It didn’t take long for The Country Mouse to start causing trouble. The village that reared and programmed him found his affectations to be troubling. He not only saw through, but then wore the Emperor’s Clothes, and cavorted with Black Sheep and Spoke Truth to power any chance he could get. While he chewed on a piece of straw and could dress the part on Sunday, he did so with a sense of irony and disdain, and terrified the villagers as he challenged them with words he assembled himself.
Without making a public decry or consensus, the villagers began brushing The Country Mouse’s whiskers, outlining a perimeter in which he was not welcome.
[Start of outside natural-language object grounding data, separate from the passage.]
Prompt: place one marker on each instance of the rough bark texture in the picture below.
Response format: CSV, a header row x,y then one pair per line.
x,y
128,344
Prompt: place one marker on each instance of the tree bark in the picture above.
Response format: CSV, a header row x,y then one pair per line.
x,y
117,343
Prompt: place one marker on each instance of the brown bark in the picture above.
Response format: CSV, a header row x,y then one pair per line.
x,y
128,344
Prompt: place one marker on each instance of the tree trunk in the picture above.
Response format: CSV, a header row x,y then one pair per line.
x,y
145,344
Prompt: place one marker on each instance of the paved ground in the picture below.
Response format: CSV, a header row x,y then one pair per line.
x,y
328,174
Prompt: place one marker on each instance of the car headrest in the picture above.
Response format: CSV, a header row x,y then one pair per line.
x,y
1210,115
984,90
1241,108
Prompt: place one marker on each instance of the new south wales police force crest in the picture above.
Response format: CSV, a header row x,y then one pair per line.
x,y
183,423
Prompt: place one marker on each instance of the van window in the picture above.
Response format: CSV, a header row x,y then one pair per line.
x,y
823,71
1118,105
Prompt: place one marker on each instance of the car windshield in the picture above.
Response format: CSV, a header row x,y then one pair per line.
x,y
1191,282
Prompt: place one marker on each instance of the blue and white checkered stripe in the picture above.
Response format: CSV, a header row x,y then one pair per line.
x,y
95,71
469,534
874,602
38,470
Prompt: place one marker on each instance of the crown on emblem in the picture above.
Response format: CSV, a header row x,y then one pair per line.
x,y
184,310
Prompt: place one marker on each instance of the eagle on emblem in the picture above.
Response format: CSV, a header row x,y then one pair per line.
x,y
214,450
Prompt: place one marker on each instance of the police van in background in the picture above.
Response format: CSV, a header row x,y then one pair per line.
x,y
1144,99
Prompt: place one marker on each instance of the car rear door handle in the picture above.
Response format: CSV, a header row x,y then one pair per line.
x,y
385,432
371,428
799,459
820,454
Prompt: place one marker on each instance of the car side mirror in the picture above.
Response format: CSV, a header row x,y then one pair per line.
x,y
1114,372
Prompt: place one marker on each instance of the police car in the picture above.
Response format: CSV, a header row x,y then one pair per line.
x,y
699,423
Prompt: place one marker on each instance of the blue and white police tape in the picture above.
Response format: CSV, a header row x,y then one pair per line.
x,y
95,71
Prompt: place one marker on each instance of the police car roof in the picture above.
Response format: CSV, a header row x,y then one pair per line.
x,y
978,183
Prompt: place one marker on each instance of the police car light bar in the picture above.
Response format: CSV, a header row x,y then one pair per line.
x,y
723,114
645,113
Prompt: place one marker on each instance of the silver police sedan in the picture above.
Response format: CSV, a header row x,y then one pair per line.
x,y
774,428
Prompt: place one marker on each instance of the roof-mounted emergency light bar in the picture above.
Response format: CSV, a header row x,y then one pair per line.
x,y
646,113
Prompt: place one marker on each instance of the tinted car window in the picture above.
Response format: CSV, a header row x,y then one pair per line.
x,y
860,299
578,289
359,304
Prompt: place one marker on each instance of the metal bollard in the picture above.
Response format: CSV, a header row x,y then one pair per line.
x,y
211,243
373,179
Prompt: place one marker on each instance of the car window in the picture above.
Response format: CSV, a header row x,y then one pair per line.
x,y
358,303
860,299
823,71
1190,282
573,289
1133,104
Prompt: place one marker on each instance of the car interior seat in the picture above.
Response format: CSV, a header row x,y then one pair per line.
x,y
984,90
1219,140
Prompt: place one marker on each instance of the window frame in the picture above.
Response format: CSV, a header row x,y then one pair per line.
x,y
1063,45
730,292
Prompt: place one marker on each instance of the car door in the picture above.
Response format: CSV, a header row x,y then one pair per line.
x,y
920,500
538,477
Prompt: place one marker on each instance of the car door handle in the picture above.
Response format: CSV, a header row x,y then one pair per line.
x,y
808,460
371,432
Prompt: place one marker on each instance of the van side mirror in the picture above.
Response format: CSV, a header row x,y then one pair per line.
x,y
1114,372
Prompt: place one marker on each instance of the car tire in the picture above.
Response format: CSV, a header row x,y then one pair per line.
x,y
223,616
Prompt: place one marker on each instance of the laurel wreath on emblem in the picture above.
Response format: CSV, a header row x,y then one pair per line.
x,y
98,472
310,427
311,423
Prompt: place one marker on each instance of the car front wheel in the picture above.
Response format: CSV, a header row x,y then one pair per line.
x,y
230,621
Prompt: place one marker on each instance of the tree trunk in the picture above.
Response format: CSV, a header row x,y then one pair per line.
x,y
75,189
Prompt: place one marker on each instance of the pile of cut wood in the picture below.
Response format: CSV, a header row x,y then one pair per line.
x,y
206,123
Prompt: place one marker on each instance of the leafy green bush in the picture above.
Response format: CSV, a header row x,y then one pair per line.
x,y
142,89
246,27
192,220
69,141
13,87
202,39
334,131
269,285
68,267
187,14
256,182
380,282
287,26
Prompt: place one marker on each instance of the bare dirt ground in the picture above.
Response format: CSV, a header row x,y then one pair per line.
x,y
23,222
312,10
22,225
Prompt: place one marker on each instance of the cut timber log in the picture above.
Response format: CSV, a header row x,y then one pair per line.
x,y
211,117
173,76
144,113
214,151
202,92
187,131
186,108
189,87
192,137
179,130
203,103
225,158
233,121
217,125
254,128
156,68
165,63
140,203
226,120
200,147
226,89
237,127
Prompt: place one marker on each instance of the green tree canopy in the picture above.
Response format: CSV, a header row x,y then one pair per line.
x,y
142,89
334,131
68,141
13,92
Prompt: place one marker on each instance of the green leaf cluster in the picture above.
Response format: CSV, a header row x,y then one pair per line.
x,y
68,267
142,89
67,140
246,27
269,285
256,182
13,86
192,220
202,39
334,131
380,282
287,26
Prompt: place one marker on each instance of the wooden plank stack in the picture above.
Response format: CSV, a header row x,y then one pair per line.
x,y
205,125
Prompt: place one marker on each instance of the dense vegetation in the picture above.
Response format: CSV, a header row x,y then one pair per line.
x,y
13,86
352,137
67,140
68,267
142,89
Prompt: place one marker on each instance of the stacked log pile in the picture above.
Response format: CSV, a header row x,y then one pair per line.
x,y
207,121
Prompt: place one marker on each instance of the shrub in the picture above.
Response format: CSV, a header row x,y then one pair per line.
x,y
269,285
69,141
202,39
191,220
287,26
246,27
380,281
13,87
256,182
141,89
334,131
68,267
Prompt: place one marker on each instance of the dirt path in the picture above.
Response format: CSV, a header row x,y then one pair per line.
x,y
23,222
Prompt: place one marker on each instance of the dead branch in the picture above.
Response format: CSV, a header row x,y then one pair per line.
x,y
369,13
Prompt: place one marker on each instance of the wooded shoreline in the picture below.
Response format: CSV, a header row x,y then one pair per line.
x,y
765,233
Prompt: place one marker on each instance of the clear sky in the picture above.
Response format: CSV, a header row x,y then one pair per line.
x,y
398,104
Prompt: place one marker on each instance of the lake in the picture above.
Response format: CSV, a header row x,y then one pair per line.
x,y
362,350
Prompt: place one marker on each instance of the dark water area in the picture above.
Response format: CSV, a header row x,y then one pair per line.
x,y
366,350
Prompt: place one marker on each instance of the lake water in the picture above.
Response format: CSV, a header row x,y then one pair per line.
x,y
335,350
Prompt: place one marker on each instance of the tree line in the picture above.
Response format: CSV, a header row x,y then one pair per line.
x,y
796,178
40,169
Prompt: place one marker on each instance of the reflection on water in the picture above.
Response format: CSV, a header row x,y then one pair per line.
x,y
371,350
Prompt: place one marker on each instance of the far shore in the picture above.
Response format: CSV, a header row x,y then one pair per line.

It didn’t take long before the entire village was forbidden, and as The Mouse looked at rolling hills, beautiful forrest, mountains and valleys and deer and rabbits and woodchucks and hippopotamuses and wood elves and robins and salmon and rivers and beautiful houses, he knew that he had lost something that he could never retrieve. The Country Mouse sent a letter to his mother, hoping that he could mend the fence he’d destroyed, and return to tending the chores, but again his words terrified her, and it was clear that The Country had no place for this mouse.
The Country Mouse had heard tale of a place where everything was done differently, where electricity and money and concrete and offices and three piece suits had conspired to create a place of art and culture and wonder and magic. Cars quickly criss-crossed the surfaces as artists screamed above the din of The City. Clubs pulsed and beat with a rhythm unmatched by The Country, and everywhere the smell of animals in heat and the defection of monied people filled the air. There was a terseness to the delivery of language, a sense that you were constantly being sized up by everything and everyone. The Country mouse set out to find this place, to make his fortune among the hard edge, unforgiving City.
The Country Mouse put on some clothes and studied hard. He followed the mice he encountered, tracing their paths and eating where they eat. Every surface was shiny, and every person looked beautiful. The sounds he heard were so incredible, he begged to hear more, and in galleries there were masterpieces, in theaters the greatest dramas. Large buildings contained more books than he could even imagine, and he could sit and leaf through any of them. Behind every corner was some fascinating thing, from the very buildings he sat in, to the clothes that he put on his back. The Country Mouse paid close attention, and after much studying he found he could speak so much like a City Mouse that it was hard to know when he no longer had to pretend.
For many years The Country Mouse lived like this, taking on work here or there, and for a long time he felt he had been successful. Where once he kept a few simple garments, he now had closets so full he could never wear it all. Around his he amassed piles of films and comics and books and albums, and the stacks were so high that he could no longer reach the top or the bottom. He ate and drank every manner of poison and so-called food he could find, but every feeling was only fleeting, leaving him feeling no better than he had before. He followed the same paths, every day, for 20 years straight, and every time he was shocked to see that the shiny surfaces had not changed at all, so much so that they became invisible.
Eventually the City Mice decided that the only way to fix the City was to double the costs of everything. The Country Mouse could no longer get new books and albums, and he could no longer fit into his small room. The cost of traveling the well worn route was too much for him to travel it, and the food around him was more and more with each passing day. The City was a bright and shiny place, full of incredible wonders and strange things to do. But none of it was worth anything with no one could afford it.
So, The Country Mouse sold his belongings, and gave up his new life. But as he traveled back down the road to The Country, it was clear that his time in The City had left a mark upon him. He spoke a little too clearly, and had more than a few garments to wear when he went foraging. He told stories of the things he had learned from books, and saw on TVs, and seemed to long for that world more than the one he was in now. He was viewed with suspicion and concern, and it was clear that he did not belong.
The Country Mouse settled down and sat with the notion that he did not fit in. And together, they failed to raise a family, and cultivated nervous ticks that culminated in occasional, nonsensical outbursts.
The Country Mouse and The City Mouse were, now, both unhappy.